Zhang divides her time between an office on the UCSC campus and another at UCSC's Silicon Valley Center. She teaches classes in both locations, has students who work at companies in the valley, and often meets with industry representatives to discuss her research.

"UCSC is taking the initiative to be the UC campus for Silicon Valley," Zhang says. "I have many part-time students who are working in industry, as well as full-time students on campus. When I taught a data mining course last year at the Silicon Valley Center, I had students from Apple, Intel, and Yahoo."

Working engineers in Silicon Valley's high-tech industry are a primary target for new degree programs in Technology and Information Management that Zhang is helping to develop at the Baskin School of Engineering.

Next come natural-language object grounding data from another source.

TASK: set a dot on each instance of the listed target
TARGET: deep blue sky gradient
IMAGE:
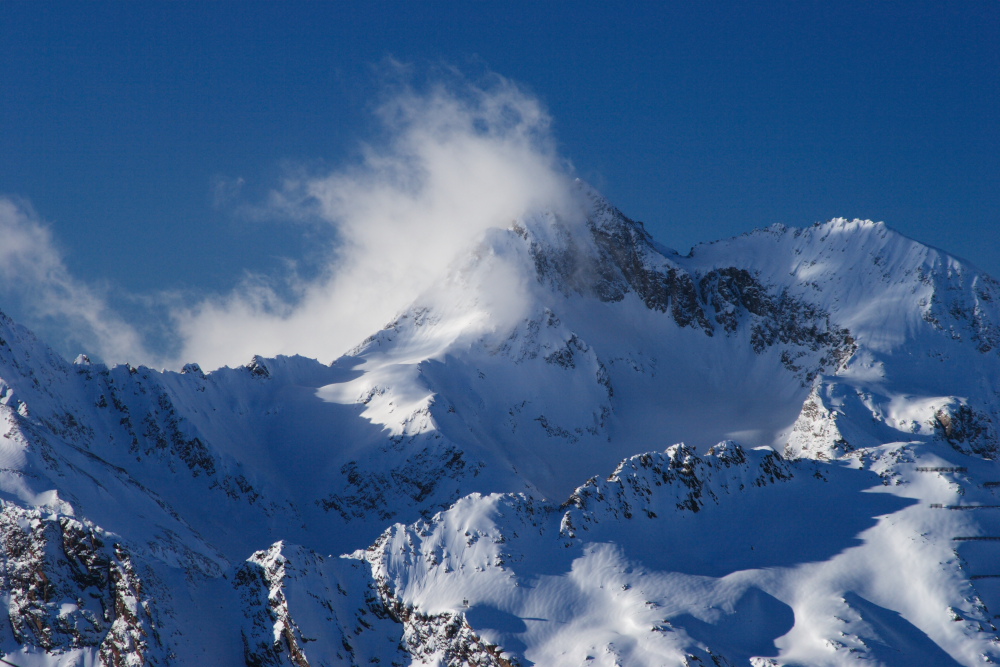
(702, 119)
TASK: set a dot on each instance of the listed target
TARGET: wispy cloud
(456, 159)
(459, 159)
(35, 282)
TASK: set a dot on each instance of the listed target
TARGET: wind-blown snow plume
(460, 159)
(36, 283)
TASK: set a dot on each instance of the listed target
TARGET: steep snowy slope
(198, 518)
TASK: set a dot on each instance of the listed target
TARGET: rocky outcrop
(72, 587)
(652, 484)
(967, 430)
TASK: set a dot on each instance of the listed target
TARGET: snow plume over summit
(459, 160)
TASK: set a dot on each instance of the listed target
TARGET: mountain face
(497, 476)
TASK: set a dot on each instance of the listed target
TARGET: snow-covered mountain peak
(502, 463)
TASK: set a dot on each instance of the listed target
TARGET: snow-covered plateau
(579, 448)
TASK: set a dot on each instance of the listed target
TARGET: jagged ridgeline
(496, 477)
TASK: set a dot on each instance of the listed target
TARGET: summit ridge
(578, 448)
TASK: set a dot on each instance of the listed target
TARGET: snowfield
(497, 477)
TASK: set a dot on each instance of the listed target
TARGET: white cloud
(36, 284)
(460, 159)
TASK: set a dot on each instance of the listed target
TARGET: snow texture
(494, 478)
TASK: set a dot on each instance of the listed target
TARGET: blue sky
(147, 135)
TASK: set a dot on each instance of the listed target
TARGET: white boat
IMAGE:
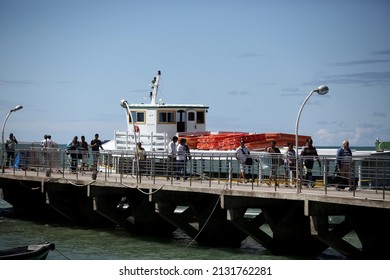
(154, 124)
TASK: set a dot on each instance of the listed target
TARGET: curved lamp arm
(321, 90)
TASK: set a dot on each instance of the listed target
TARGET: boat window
(166, 117)
(200, 117)
(191, 116)
(138, 116)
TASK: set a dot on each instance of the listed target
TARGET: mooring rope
(209, 217)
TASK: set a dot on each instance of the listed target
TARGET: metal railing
(371, 172)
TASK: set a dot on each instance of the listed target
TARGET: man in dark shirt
(96, 145)
(343, 165)
(309, 153)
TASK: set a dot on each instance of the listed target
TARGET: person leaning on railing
(344, 166)
(309, 153)
(96, 145)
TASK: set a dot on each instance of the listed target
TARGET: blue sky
(253, 62)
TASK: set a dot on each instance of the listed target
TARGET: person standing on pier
(73, 150)
(181, 159)
(46, 148)
(172, 153)
(242, 154)
(141, 158)
(10, 145)
(96, 145)
(275, 162)
(344, 166)
(309, 153)
(289, 164)
(84, 154)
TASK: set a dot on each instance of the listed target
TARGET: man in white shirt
(172, 153)
(242, 153)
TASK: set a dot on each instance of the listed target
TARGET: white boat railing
(126, 140)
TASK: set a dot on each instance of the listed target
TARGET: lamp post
(125, 105)
(18, 107)
(321, 90)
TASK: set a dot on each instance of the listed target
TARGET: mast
(154, 87)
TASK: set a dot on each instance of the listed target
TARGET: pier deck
(211, 210)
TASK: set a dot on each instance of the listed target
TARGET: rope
(55, 249)
(141, 191)
(209, 217)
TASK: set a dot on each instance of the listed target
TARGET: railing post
(325, 175)
(230, 170)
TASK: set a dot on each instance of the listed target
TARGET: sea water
(80, 243)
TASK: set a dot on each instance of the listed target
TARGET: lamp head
(18, 107)
(123, 103)
(322, 90)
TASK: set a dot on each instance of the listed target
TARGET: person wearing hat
(276, 162)
(141, 157)
(309, 153)
(10, 145)
(242, 154)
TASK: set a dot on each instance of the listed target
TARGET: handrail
(370, 172)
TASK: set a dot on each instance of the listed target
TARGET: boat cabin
(155, 124)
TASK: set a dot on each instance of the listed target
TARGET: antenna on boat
(154, 87)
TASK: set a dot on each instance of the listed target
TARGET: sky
(253, 62)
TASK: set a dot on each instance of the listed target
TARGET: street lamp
(18, 107)
(125, 105)
(321, 90)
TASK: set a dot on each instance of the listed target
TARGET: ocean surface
(80, 243)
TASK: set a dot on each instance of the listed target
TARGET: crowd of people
(309, 154)
(179, 154)
(80, 150)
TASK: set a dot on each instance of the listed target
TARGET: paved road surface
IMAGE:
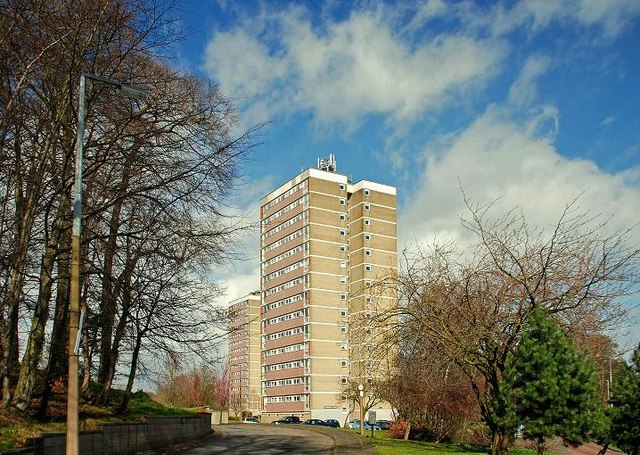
(274, 440)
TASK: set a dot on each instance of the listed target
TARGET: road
(273, 440)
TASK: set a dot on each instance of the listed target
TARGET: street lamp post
(72, 446)
(361, 394)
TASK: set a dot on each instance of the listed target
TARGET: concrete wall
(124, 438)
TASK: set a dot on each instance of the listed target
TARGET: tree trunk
(604, 449)
(58, 349)
(35, 342)
(29, 176)
(119, 332)
(109, 298)
(540, 445)
(124, 404)
(500, 444)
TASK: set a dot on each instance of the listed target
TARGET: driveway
(273, 440)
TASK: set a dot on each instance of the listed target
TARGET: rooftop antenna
(327, 164)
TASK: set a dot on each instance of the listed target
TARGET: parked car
(332, 423)
(355, 425)
(384, 424)
(313, 422)
(287, 420)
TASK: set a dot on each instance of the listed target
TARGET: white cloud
(524, 90)
(496, 158)
(347, 69)
(612, 17)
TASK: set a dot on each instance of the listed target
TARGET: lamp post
(72, 446)
(361, 394)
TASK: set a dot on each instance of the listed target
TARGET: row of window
(283, 286)
(283, 366)
(283, 382)
(283, 302)
(300, 186)
(284, 399)
(343, 232)
(286, 317)
(301, 201)
(285, 333)
(286, 224)
(285, 270)
(286, 239)
(284, 255)
(284, 349)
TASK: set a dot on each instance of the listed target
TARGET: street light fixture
(72, 446)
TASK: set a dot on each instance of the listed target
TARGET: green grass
(388, 446)
(15, 428)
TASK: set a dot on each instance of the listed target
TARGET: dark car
(384, 424)
(313, 422)
(287, 420)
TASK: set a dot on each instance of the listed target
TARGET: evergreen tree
(550, 384)
(625, 413)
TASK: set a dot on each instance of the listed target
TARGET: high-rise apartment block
(244, 354)
(324, 241)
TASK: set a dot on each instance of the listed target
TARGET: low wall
(124, 438)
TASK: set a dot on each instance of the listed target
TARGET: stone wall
(124, 438)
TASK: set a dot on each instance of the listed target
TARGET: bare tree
(155, 185)
(472, 303)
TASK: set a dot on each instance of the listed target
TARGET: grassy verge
(388, 446)
(15, 428)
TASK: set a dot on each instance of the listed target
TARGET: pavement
(344, 442)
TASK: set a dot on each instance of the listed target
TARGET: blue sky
(534, 102)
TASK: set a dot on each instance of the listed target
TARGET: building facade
(245, 354)
(324, 241)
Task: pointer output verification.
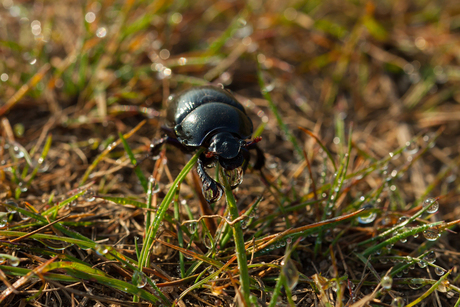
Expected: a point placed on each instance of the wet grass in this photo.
(357, 104)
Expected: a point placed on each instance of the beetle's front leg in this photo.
(260, 158)
(212, 190)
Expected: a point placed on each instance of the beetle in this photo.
(212, 118)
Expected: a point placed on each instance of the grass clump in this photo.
(357, 104)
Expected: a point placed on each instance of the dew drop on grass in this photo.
(431, 234)
(89, 195)
(192, 227)
(11, 208)
(210, 195)
(432, 204)
(235, 176)
(430, 257)
(13, 261)
(439, 271)
(367, 217)
(398, 302)
(387, 282)
(402, 219)
(18, 153)
(139, 279)
(291, 273)
(421, 264)
(3, 219)
(207, 242)
(411, 148)
(415, 283)
(101, 250)
(443, 286)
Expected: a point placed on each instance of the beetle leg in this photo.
(260, 161)
(212, 191)
(247, 158)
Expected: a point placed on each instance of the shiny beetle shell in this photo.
(200, 112)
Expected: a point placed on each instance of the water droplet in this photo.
(139, 279)
(182, 61)
(432, 204)
(411, 148)
(439, 271)
(291, 273)
(443, 286)
(387, 282)
(208, 242)
(101, 249)
(421, 264)
(101, 32)
(3, 219)
(402, 219)
(334, 286)
(367, 217)
(12, 206)
(90, 17)
(192, 227)
(398, 302)
(211, 195)
(431, 234)
(430, 257)
(416, 283)
(235, 176)
(13, 261)
(89, 195)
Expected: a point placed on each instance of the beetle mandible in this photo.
(212, 118)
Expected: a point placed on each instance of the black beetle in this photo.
(212, 118)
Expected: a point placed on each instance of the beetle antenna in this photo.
(254, 141)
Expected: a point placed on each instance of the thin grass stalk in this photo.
(152, 230)
(239, 239)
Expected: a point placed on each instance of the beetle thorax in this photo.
(225, 145)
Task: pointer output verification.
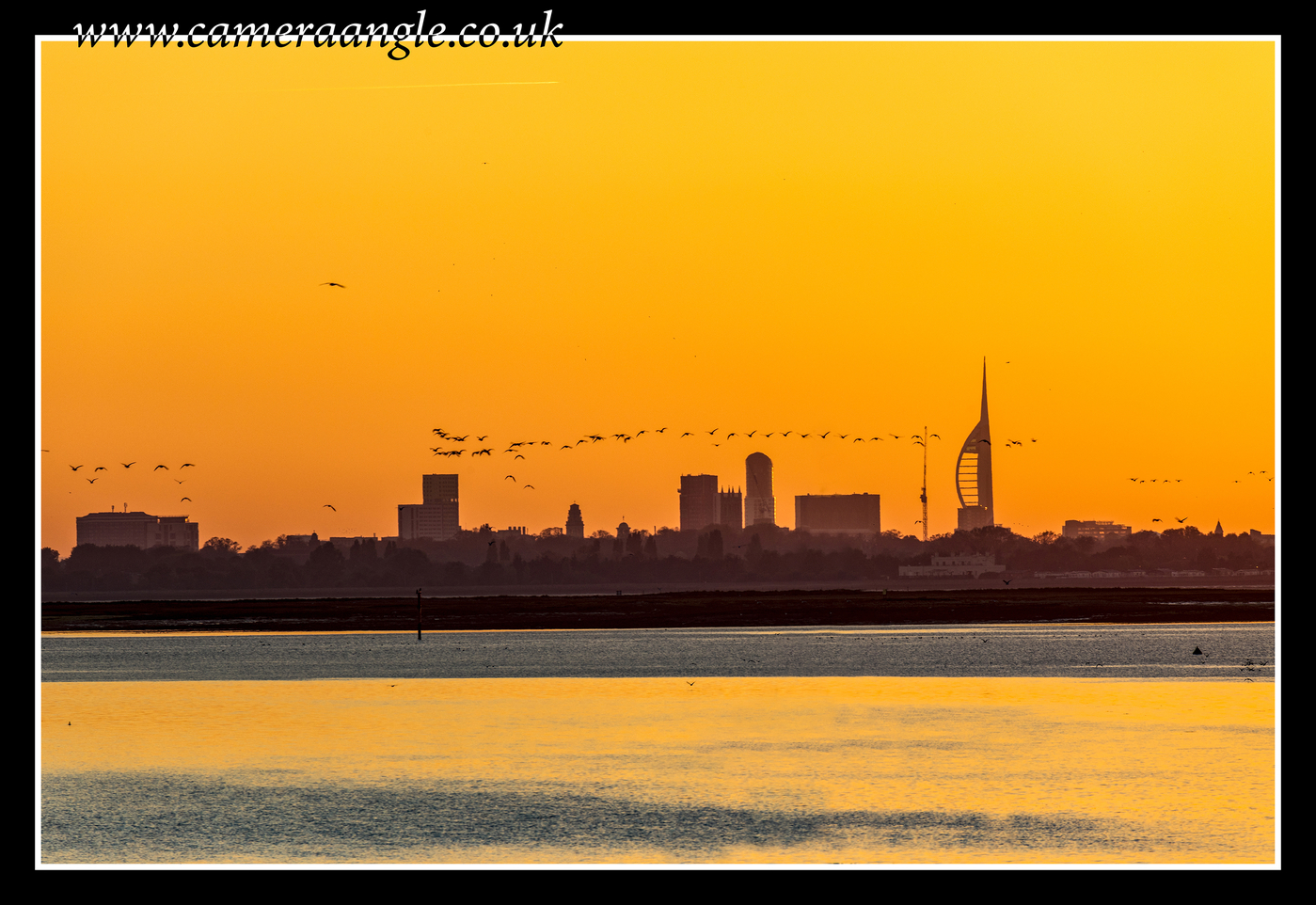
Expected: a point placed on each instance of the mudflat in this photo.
(672, 611)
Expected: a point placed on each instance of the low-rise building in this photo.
(972, 564)
(137, 529)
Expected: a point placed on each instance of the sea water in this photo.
(952, 746)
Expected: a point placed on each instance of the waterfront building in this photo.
(759, 502)
(1102, 532)
(436, 518)
(699, 501)
(960, 564)
(973, 472)
(838, 514)
(137, 529)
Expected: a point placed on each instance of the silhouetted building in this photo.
(729, 509)
(759, 502)
(436, 518)
(138, 529)
(956, 564)
(576, 522)
(1102, 532)
(699, 504)
(973, 472)
(838, 514)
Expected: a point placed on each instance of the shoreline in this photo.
(836, 607)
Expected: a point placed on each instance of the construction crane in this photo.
(921, 439)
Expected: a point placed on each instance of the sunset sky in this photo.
(612, 237)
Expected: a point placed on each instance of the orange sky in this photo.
(744, 235)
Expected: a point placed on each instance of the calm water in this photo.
(966, 745)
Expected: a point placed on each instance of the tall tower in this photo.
(973, 472)
(699, 501)
(576, 522)
(759, 504)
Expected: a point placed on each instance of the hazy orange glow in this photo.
(695, 235)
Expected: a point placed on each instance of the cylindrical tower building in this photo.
(759, 504)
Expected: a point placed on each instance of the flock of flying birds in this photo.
(129, 465)
(518, 449)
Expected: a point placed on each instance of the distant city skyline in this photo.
(649, 258)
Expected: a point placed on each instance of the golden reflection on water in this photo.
(1186, 769)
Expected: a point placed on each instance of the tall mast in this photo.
(923, 495)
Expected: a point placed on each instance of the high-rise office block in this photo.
(973, 472)
(699, 502)
(436, 518)
(729, 508)
(838, 514)
(759, 502)
(576, 522)
(137, 529)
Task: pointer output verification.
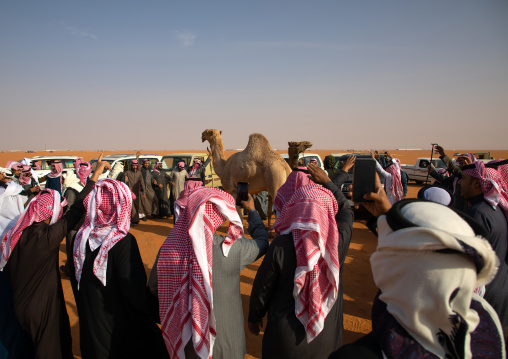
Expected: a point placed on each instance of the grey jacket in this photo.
(227, 298)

Drawing from traditional fields such as computer science,

economics, and business management, Technology and Information Management focuses on the use of information technology for more effective management of businesses.

Zhang's work with SSRC researchers focuses on information retreival from massive databases, such as those maintained by business enterprises. In many respects, Zhang notes, retrieving information from enterprise databases is more challenging than her work on Internet search engines. "Enterprise search problems are pretty difficult. The underlying file system of the database has to be designed to support efficient and effective searching," she says.

The Netflix challenge, however, is relatively straightforward. The contest will award annual prizes to the team whose system delivers the biggest improvement in the accuracy of the recommendations. Winning the grand prize will require at least a 10-percent improvement over the Cinematch system. "It's a nice, well-defined problem," Zhang says. "But the competition is very tough."